Their dogs may even already be chipped, neutered, muzzled and walked on a lead. Unfortunately, the harsh reality is that these measures may simply not be enough.
As such, we should reserve our judgement on the owners who will have no choice but to say goodbye to their beloved pets.
Euthanasia will always be a contentious subject, but many dog owners, even the responsible ones, may be coming to the heart wrenching realisation that it might be the best option for their poor dog.
First of all, this legislation is not exclusive to so-called ‘XL Bullies.’ One of the fundamental flaws in the legislation is the fact that many other dogs will fall into this ‘type,’ regardless of their actual breed / mix of breeds, purely on measurements and physical characteristics.
Thousands of owners will register their dogs for an exemption certificate, understandably in an effort to avoid them being seized by the police. This means adhering to the aforementioned restrictions, such as muzzling and neutering. Most owners won’t really have an issue with these rules if it means keeping their dog safe.
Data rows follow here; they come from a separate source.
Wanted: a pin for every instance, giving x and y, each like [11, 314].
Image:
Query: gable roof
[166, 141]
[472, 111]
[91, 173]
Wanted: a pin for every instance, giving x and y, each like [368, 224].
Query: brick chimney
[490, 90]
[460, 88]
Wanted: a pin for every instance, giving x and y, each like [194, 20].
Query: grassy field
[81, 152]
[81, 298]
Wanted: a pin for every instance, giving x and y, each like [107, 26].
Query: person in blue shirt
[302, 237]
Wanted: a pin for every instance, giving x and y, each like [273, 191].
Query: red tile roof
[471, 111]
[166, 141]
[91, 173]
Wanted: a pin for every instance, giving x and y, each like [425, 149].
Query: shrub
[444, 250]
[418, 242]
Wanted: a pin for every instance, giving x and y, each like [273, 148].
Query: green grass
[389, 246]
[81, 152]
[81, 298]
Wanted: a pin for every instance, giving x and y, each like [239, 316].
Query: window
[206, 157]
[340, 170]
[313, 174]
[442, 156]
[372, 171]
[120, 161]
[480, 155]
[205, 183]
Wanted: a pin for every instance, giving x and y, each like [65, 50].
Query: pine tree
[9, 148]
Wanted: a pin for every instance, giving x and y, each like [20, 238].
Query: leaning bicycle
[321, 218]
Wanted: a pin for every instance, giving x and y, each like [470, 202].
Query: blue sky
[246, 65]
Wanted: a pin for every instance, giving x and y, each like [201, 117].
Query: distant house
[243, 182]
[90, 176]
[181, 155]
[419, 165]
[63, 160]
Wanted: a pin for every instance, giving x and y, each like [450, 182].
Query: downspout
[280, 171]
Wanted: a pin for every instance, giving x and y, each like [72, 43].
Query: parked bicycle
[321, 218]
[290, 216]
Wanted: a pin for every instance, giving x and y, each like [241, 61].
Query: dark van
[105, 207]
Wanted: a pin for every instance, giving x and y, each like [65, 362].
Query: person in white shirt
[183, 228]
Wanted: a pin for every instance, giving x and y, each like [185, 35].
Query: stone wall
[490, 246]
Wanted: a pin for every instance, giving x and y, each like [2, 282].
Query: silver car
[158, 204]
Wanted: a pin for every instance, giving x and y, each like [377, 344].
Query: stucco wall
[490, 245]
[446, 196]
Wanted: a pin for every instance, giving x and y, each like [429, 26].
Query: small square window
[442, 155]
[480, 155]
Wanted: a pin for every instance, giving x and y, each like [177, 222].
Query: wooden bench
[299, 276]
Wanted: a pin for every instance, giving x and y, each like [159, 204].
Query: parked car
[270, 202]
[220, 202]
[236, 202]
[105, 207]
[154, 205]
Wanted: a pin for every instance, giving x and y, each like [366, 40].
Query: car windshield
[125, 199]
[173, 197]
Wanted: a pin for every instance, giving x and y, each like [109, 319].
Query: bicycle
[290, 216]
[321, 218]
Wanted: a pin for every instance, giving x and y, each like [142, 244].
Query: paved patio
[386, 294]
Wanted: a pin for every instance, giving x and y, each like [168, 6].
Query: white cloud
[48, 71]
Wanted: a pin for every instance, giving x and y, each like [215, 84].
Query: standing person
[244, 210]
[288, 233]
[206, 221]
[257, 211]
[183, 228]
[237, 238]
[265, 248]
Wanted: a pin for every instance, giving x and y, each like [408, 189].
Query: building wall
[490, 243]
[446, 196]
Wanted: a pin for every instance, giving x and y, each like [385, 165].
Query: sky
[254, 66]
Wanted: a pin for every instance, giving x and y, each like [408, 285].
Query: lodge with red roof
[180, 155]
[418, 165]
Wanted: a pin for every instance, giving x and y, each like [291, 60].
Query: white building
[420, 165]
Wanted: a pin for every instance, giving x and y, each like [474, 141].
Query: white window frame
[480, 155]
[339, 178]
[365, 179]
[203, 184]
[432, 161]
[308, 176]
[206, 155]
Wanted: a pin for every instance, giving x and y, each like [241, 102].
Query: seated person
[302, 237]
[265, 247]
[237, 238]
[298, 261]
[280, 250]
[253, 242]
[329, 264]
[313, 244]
However, beneath the surface these are not the only limitations they will face. If a dog is registered as exempt, this also means that they will no longer be entitled to any medical insurance.
Any existing conditions, and of course any emergencies that arise, will have to be paid fully out of pocket.
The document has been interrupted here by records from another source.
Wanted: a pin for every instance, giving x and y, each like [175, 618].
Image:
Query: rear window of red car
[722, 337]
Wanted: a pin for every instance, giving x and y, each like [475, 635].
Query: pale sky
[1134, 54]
Responsible owner or not, the right to medical insurance being stripped away from them will mean that a dog may face euthanasia due to the financial implications of this ban.
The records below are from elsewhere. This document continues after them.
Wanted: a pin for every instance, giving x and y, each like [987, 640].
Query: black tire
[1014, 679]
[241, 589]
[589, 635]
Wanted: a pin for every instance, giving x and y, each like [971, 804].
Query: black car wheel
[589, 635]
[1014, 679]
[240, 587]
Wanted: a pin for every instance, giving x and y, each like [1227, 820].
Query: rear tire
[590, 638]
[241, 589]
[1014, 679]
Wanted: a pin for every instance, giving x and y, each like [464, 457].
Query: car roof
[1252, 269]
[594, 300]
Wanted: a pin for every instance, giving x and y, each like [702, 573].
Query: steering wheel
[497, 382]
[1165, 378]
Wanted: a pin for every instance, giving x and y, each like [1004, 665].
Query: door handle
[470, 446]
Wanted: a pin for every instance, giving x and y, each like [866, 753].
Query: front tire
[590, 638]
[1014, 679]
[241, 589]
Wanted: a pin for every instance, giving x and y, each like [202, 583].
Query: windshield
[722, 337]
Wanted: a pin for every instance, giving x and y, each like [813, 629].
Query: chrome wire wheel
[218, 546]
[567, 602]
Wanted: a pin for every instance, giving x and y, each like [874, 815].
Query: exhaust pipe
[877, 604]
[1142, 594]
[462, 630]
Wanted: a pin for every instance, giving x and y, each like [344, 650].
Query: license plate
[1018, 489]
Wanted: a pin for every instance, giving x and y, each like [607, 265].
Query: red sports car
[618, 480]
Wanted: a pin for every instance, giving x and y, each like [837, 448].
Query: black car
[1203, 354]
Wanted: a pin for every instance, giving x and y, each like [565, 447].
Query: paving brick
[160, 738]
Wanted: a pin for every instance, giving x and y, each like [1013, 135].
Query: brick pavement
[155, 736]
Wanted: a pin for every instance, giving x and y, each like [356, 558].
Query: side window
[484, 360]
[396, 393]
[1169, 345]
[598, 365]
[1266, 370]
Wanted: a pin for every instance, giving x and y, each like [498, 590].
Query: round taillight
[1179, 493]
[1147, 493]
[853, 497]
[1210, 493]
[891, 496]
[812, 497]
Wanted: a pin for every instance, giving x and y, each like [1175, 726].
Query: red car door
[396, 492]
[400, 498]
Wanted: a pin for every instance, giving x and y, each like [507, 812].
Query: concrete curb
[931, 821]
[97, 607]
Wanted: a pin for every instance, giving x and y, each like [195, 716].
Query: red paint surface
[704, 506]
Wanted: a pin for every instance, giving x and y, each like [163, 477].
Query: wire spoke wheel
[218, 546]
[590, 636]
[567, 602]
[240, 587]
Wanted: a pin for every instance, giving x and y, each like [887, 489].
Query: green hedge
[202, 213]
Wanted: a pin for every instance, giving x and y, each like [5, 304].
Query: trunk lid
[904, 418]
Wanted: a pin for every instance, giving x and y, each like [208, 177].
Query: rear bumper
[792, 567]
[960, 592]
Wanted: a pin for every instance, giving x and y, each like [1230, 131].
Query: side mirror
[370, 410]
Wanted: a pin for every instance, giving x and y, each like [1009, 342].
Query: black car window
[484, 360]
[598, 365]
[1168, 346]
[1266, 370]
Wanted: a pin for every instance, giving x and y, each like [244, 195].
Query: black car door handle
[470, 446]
Furthermore, these dogs will not be allowed to be rehomed or surrendered to a rescue, so again the owners are faced with two options – let the dog continue to suffer, or say goodbye permanently.
Similarly, those who rent a home or happen to have a change of circumstance and find themselves having to move into alternative accommodation may find that their landlords or housing rules do not allow banned breeds. Again, these dogs are not allowed to be rehomed with anyone else so owners will be faced with some incredibly limited options.
Finally, it is an unfortunate truth that a small minority of dogs (of any breed) do have significant behavioural issues. There are many dog owners that have rescued their dog from dire situations which will have had lifelong effects on them.
Occasionally these behavioural issues do come down to genetics or neurological conditions. Either way, owners may have spent thousands of pounds and endless hours on training over the years, along with various medications, trying to rectify these issues to no avail.
Of course, loving owners would never give up on their troubled canine friends so they may have plodded along so far, managing these issues through implementing their own precautions and management techniques along with continued training.
While the process of obtaining a certificate of exemption has not yet been released, it is reasonable to assume that a behavioural assessment will be included somewhere along the line.
If that is the case, the owners who have taken on extra responsibilities and precautions, and have proven that they can keep their dogs out of trouble and without incident, will be concerned that their dog might fall below the accepted threshold during a behaviour assessment with a complete stranger in an unfamiliar and distressing environment.
They may not be willing to set their dog up to fail in such a way due to the stress it would cause for the dog. Heartbreakingly, many will be wondering if taking control of the situation now before any such distress can take place might be the kinder option for their dog.
Many, many responsible dog owners will be finding themselves weighing up their limited options over the next few months. The vast majority of them will have no interest in the £200 blood money (“compensation”) that the government are offering to euthanise their beloved companion.
Unfortunately, some may be in a situation where putting their dog to sleep seems like their only option. The very least that the rest of us can do is hold off our judgment and extend compassion towards the owners trying to consider what the best option is for them and their dog, when so much choice will have already been taken away from them.
However incomprehensible the decision is for those of us outside the situation, it will be so much worse for these owners and their dogs.
This article was submitted by a dog owner who didn’t want to be named for fear of possible repercussions.